Kerry, joined by Sens. Joe Lieberman, I-Conn., and Lindsey Graham, R-S.C., this week unveiled the general outlines of changes they hoped to develop early next year to gather broader support for climate legislation. .

The bill introduced by Cantwell and Collins adds yet another alternative, raising more uncertainty as to of what kind of climate legislation is likely to emerge when the Senate focuses on the issue early next year. Senate Majority Leader Harry Reid of Nevada has said he hopes a bill could be taken up by the full Senate in early spring.

Cantwell and Collins largely abandon the broad cap and trade approach that has been the focus in the Senate up until now, and which has been widely attacked by Republicans and some centrist Democrats as too complex, subject to manipulation and tantamount to imposing a huge energy tax and threatening jobs.

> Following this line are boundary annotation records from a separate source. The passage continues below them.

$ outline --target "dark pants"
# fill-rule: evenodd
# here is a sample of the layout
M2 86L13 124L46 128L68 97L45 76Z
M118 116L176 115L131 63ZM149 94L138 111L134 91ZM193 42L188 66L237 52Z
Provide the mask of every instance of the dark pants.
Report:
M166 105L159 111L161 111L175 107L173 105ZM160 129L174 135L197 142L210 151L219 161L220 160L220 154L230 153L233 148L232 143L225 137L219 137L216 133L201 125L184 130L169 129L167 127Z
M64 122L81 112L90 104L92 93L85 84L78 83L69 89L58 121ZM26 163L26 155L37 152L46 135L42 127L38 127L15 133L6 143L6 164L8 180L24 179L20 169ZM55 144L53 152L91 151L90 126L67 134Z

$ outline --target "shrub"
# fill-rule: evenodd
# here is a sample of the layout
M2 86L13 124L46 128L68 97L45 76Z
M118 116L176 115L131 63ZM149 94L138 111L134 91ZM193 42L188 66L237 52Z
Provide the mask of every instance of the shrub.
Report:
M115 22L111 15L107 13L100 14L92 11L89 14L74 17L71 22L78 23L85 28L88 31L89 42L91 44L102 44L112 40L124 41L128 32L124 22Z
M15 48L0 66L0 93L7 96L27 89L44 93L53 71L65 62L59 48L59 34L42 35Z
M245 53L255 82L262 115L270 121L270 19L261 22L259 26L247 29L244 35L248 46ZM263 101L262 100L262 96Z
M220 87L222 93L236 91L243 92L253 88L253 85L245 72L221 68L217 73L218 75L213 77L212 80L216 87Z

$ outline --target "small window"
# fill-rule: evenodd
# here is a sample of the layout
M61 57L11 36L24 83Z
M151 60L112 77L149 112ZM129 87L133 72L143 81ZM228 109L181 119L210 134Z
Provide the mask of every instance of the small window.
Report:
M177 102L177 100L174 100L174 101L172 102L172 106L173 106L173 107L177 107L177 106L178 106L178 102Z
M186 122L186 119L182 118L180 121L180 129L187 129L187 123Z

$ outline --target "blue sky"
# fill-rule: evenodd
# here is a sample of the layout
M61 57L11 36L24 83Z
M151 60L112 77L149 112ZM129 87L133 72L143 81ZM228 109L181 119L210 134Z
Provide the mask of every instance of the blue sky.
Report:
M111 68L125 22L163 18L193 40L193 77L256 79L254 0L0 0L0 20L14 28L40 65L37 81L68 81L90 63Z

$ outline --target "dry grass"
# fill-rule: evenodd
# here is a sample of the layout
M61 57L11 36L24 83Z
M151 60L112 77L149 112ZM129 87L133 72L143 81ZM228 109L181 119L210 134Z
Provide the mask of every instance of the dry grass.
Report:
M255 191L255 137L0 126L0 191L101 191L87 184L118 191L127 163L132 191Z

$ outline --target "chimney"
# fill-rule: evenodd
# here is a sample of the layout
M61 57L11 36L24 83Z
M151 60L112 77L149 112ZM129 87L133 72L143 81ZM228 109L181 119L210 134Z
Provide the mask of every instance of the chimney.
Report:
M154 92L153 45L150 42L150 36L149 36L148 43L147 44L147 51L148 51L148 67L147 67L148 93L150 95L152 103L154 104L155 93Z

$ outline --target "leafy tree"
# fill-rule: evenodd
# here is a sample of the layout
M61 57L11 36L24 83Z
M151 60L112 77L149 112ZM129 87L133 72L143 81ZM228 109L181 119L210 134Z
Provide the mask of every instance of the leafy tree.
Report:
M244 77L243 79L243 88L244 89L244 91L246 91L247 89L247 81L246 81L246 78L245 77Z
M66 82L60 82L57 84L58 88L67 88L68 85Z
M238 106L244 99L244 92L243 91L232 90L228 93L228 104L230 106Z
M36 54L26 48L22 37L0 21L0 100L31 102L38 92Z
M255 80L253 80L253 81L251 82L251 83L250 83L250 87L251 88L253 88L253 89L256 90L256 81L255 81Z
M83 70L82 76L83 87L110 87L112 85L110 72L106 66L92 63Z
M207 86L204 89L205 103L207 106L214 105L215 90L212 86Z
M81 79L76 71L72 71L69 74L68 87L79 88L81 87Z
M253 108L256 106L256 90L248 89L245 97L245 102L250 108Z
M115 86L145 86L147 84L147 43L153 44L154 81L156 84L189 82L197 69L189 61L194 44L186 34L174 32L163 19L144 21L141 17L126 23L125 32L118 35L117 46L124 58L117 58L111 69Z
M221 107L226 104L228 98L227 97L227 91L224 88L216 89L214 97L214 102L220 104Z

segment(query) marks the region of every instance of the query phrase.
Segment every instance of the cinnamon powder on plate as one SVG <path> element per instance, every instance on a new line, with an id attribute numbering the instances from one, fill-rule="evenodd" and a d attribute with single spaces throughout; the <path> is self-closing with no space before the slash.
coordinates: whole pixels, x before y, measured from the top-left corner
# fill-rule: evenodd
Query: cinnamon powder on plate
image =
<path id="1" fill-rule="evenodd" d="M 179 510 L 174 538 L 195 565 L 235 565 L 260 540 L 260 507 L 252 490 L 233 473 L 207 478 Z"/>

While the Cantwell-Collins bill would still limit greenhouse gas emissions, it would also allow limited trading of emissions allowances. The government would auction “carbon shares” — or allowances — to fossil energy producers and importers. Three-fourths of the revenue collected would be returned directly to consumers in the form of monthly checks and the rest would be used to spur clean energy and energy efficiency development and help in the transition to “green” jobs.

Allowances could be traded among the energy producers and importers that are subject to the cap, but not other traders or speculators.

“This bill provides a simple approach to getting off of carbon and on to clean energy alternatives,” Cantwell said in a statement. She said the bill would provide businesses and investors “a simple predictable mechanism” to reduce carbon dioxide pollution and “open the way to clean energy expansion.”

Collins said she’s for climate legislation only if it protects consumers and industries hit by higher energy prices, provides predictability so that businesses can plan and invest and encourages energy efficiency and renewable energy sources. The bill “achieves all of these goals.” said Collins in a statement.